Columnist image
Mark Masters



The Maple Leafs held a practice and scrimmage at the Ford Performance Centre on Saturday.

Frederik Andersen has a theory about how Toronto's top stars got so many odd-man rushes against him during Saturday's scrimmage.

"Something our team needs to adjust for a little bit is they're cherry picking," the Leafs goalie said with a smile. "I haven't seen Willie be in their end yet."

William Nylander scored two goals in leading Team Matthews past Team Andersen 6-2 in the second of five planned scrimmages at training camp. The series, which pits close friends Andersen and Auston Matthews against each other, is now even at a game apiece.

"It's a best-of-three now," Andersen said deadpan, "so we'll recover and reset here."

Andersen is facing a stiff test in the scrimmages as Team Matthews features Toronto's top two forward lines, which is a hard group to keep in check at the best of times. Matthews (on a breakaway) and John Tavares (on a two-on-one rush) both scored during Saturday's romp. 

"All joking aside, they're some of better players in the league, some of the deadliest players when they get the puck in the scoring situation so that's a tough opponent," Andersen said. "It's good for me to be able to see a lot of shots from them."

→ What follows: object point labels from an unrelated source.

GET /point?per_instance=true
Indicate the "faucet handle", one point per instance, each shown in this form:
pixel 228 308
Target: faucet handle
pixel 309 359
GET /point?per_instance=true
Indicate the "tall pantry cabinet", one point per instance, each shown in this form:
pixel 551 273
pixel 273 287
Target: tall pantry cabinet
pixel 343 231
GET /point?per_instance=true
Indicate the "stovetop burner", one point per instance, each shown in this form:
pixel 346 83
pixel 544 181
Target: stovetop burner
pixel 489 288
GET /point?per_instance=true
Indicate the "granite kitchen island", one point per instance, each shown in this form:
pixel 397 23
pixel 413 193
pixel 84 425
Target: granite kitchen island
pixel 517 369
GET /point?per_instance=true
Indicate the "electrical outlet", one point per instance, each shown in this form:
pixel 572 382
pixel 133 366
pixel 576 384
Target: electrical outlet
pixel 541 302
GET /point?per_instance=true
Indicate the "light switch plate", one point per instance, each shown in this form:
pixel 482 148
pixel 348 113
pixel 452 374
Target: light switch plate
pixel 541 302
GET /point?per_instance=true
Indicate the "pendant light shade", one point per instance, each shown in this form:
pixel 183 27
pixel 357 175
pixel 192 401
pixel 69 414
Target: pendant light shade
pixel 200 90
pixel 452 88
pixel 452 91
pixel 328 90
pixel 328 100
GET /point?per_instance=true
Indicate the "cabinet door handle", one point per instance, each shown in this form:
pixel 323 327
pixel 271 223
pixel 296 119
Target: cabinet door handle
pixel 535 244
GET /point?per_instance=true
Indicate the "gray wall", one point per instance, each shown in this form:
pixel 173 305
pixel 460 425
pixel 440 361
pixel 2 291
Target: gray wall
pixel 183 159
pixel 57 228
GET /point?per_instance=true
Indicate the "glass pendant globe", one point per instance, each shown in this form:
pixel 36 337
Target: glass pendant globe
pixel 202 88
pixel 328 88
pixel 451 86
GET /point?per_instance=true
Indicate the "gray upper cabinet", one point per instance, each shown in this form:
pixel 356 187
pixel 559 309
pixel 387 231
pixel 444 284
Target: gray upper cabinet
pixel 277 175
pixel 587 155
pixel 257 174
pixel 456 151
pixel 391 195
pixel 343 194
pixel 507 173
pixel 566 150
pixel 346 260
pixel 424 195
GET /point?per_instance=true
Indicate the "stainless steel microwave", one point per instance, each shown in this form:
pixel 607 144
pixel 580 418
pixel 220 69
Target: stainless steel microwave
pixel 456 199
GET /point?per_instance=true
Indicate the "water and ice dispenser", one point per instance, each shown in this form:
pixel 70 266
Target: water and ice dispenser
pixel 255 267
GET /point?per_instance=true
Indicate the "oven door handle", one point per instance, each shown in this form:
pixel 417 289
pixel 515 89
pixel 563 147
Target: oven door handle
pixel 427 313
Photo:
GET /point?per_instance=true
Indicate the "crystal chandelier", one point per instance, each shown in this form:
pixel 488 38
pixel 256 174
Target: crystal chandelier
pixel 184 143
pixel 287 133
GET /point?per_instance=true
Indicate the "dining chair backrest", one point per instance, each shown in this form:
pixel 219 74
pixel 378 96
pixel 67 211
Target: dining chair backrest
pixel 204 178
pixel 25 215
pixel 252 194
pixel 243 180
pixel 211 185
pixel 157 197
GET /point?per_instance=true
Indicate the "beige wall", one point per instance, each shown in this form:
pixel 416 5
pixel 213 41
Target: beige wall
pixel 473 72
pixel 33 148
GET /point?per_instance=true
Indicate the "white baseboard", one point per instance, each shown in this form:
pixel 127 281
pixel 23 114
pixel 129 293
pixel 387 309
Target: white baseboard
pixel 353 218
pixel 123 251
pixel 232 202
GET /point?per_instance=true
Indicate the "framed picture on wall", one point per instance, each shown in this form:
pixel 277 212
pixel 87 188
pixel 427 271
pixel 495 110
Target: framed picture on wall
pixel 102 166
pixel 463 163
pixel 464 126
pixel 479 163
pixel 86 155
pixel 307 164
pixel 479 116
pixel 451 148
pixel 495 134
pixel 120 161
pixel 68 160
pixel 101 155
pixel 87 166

Andersen posted the worst save percentage of his NHL career (.909) while starting 52 of Toronto's 70 regular season games. It’s imperative that the Leafs get the 30-year-old feeling good about his game during this training camp.

"He had a tough day in the scrimmage," head coach Sheldon Keefe acknowledged. "I think that his team has to do a better job in front of him. I thought he was the real stand out of the day yesterday ... he's just like everybody else, finding his way to get ready to play and I've got no doubts that he will be."

​"I've been feeling really good in practices," Andersen said. "The game situations, getting the timing of everything and reading plays, yeah, that's what's kind of missing and these games are good for that stuff."

Jack Campbell, acquired in a February trade with the Los Angeles Kings, has stabilized the back-up spot, but Keefe made it clear the Leafs will go as far as the six-foot-four Dane carries them. ​

"Frederik Andersen, from my perspective, was a big reason why that series against Boston went to seven games [last year with] the work that he did to be the backbone of the team at different times. We feel good about his ability to do that. So, when you have somebody who has done it for you and has that ability you're going to give them more of an opportunity, of course, and trust that they'll find their way ... Fred's our guy and we have to do all we can to have him prepared."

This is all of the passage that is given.